Dr. Tufariello volunteered that information: “This is Dr. Ashir al-Hasan.”
I added: “Chief of Staff for the Senate Select Committee on the Climate Crisis and advisor to Senator Cyrus Fitzpatrick of Pennsylvania,” while also favoring Ms. McCowen with what my brother-in-law, Peter, calls a fuck you gaze. Mostly I was just happy they all stopped speaking over one another.
Dr. Tufariello said: “Ash was also one of NOAA’s top Earth System modelers. We listen when he talks.”
Ms. McCowen glared at me. “Yeah? Well, let me tell you something, Doctor Dicksucker: On my daddy’s farm we used to do rectal palpitations on cows, and if you call me an idiot again, I’ll come for you with two fists.”
Hopefully this example gives you some idea of the tenor of these meetings. They are also too often catered with the same bland turkey and portobello wraps.
* * *
In college, I discovered that running was an excellent way of alleviating anxiety. When I moved to Georgetown, I found a running club online, the project of a man named Seth Young, who was “a recovering political operative.”

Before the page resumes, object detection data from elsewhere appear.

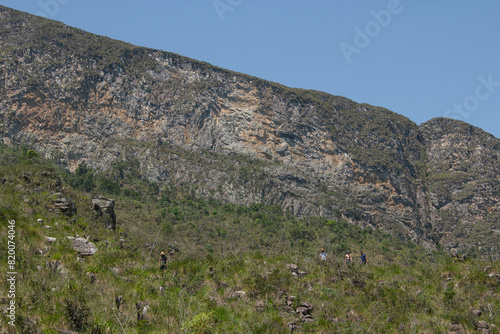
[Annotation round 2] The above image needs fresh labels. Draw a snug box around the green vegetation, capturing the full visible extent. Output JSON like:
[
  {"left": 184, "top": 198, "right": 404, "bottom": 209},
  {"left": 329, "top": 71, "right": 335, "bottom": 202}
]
[{"left": 0, "top": 146, "right": 500, "bottom": 333}]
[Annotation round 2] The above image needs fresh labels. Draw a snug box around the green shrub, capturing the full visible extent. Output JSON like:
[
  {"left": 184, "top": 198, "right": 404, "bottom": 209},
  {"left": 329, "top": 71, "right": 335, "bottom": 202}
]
[{"left": 182, "top": 311, "right": 216, "bottom": 334}]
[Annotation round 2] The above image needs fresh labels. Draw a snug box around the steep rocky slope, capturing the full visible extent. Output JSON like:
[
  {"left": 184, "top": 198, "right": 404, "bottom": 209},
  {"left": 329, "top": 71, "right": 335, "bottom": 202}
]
[{"left": 0, "top": 7, "right": 500, "bottom": 253}]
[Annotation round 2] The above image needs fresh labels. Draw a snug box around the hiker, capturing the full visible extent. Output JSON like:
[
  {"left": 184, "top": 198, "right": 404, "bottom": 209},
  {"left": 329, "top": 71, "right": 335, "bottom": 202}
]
[
  {"left": 344, "top": 251, "right": 352, "bottom": 264},
  {"left": 319, "top": 248, "right": 328, "bottom": 261},
  {"left": 159, "top": 251, "right": 168, "bottom": 274},
  {"left": 361, "top": 251, "right": 366, "bottom": 264}
]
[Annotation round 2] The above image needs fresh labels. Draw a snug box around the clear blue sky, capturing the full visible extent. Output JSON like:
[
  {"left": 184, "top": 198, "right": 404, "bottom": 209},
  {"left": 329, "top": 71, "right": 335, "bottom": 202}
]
[{"left": 0, "top": 0, "right": 500, "bottom": 138}]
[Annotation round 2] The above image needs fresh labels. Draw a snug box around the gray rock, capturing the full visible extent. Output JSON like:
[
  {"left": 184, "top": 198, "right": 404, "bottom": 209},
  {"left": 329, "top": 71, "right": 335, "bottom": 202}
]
[
  {"left": 92, "top": 196, "right": 116, "bottom": 231},
  {"left": 71, "top": 238, "right": 97, "bottom": 256},
  {"left": 54, "top": 197, "right": 78, "bottom": 217}
]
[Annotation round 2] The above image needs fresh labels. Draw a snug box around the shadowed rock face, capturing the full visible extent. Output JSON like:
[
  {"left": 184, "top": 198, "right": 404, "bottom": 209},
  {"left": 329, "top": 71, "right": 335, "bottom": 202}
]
[
  {"left": 0, "top": 7, "right": 500, "bottom": 253},
  {"left": 92, "top": 196, "right": 116, "bottom": 230}
]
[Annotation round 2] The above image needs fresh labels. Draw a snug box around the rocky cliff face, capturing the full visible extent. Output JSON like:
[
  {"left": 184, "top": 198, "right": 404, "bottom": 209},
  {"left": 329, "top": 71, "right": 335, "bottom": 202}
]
[{"left": 0, "top": 7, "right": 500, "bottom": 254}]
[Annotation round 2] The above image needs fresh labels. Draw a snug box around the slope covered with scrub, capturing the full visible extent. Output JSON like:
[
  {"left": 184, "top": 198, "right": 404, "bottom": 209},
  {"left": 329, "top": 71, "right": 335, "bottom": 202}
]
[{"left": 0, "top": 145, "right": 500, "bottom": 333}]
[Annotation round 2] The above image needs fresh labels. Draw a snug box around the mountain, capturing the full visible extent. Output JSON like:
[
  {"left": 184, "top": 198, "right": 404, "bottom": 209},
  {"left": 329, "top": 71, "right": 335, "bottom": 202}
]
[{"left": 0, "top": 7, "right": 500, "bottom": 256}]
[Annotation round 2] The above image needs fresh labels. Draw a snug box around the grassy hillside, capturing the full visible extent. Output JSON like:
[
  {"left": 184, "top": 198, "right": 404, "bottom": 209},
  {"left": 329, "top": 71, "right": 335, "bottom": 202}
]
[{"left": 0, "top": 146, "right": 500, "bottom": 333}]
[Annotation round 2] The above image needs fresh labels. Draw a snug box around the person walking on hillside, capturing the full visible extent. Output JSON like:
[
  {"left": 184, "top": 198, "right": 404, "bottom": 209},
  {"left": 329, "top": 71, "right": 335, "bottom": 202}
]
[
  {"left": 319, "top": 248, "right": 328, "bottom": 261},
  {"left": 344, "top": 251, "right": 352, "bottom": 264},
  {"left": 159, "top": 251, "right": 168, "bottom": 276},
  {"left": 361, "top": 251, "right": 366, "bottom": 264}
]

Young had worked in the Obama administration and quit politics after burnout from Hillary Clinton’s 2016 race. Instead, he formed a fitness and wellness business, one aspect of which was taking moribund, desk-shackled Washingtonians on runs around the capital. I found the experience enjoyable, and it eased my transition from Tennessee, where my home was proximate to many excellent paths. As you may recall, I took the Senate Select Committee’s offer with a bit of trepidation. After my years consulting with the New England Complex Systems Institute, I moved on to NOAA’s Oak Ridge facility. This was powerful, cutting-edge modeling. Working under Dr. Tufariello, I helped pioneer an integrated assessment model (IAM) that broke new ground with its accounting of biospheric inputs, population, economic activity, national and international policies, and technological options available on decadal and century timescales. That’s largely why I’m here: because Dr. Tufariello wants to put each draft of the PRIRA legislation through our IAM to show how it might affect the climate under ideal circumstances of implementation.